DCD: In the double chromodomain (DCD), both chromodomains share their general secondary structure elements with those previously seen in HP1 and Polycomb chromodomains. The linker segment forms a novel helix–turn–helix structure that juxtaposes the two chromodomains to form a continuous surface. A total of 350 Å is buried at the interface of these tandem chromodomains. (1)
Reference
1. John F. Flanagan, Li-Zhi Mi, Maksymilian Chruszcz, Marcin Cymborowski, Katrina L. Clines, Youngchang Kim, Wladek Minor, Fraydoon Rastinejad & Sepideh Khorasanizadeh.Double chromodomains cooperate to recognize the methylated histone H3 tail. Nature.2005;438:1181–1185. PMID: 16372014.
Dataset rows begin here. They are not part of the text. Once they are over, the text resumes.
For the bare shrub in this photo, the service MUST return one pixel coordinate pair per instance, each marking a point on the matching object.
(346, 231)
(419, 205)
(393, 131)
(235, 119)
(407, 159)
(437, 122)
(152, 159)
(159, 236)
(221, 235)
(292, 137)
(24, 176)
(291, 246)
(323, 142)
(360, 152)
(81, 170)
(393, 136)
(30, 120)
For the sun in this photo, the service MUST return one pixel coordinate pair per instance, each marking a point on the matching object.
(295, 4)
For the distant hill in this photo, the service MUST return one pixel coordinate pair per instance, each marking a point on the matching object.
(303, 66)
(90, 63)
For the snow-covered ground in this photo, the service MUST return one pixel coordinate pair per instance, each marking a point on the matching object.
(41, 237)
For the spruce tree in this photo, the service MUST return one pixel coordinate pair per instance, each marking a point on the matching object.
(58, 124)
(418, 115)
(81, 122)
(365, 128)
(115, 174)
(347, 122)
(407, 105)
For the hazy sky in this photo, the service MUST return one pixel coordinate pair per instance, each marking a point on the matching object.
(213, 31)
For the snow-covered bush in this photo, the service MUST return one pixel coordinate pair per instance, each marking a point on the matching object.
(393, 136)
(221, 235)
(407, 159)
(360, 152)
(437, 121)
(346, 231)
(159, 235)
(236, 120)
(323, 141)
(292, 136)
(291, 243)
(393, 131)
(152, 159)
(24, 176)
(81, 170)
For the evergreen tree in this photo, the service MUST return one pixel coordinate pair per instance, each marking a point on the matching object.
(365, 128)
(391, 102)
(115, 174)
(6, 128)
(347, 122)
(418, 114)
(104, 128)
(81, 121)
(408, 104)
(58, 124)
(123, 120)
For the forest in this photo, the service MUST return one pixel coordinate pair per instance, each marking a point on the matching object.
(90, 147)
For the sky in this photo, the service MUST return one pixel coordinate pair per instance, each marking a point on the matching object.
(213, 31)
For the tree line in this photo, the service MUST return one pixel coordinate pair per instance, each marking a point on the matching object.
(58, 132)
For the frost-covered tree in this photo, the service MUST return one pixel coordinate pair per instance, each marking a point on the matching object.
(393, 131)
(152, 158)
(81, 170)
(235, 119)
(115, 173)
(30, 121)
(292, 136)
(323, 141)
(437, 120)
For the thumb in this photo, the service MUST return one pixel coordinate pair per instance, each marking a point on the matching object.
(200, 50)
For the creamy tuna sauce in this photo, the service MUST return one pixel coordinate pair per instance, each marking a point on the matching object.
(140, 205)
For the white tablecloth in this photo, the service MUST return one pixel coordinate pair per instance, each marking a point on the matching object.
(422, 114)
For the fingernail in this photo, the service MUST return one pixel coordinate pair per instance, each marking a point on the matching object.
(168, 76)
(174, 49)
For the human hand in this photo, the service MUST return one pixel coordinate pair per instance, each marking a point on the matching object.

PHD: Distinct from the Royal family is the PHD finger, a well-characterized reader of H3K4me3. It contains a C4HC3 motif that coordinates two zinc ions in a cross-brace manner. Such an arrangement produces a globular domain with a small β-sheet and an α-helix. PHD fingers make extensive contacts with H3K4me3, imparting a high degree of specificity. (1)
Reference
1. Musselman CA, Lalonde ME, Cote J, Kutateladze TG.Perceiving the epigenetic landscape through histone readers. Nat Struct Mol Biol.2012;19(12):1218-27. PMID: 23211769.
Tudor: Tudor can exist as a single domain or in tandem, containing two β-barrels. The single Tudor domains of PHF1 and PHF19 have been shown to recognize H3K36me3, whereas the canonical TTD of 53BP1 associates with H4K20me2, and the hybrid TTD of JMJD2A binds H3K4me3 and H4K20me3. (1)
Reference
1. Musselman CA, Lalonde ME, Cote J, Kutateladze TG.Perceiving the epigenetic landscape through histone readers. Nat Struct Mol Biol.2012;19(12):1218-27. PMID: 23211769.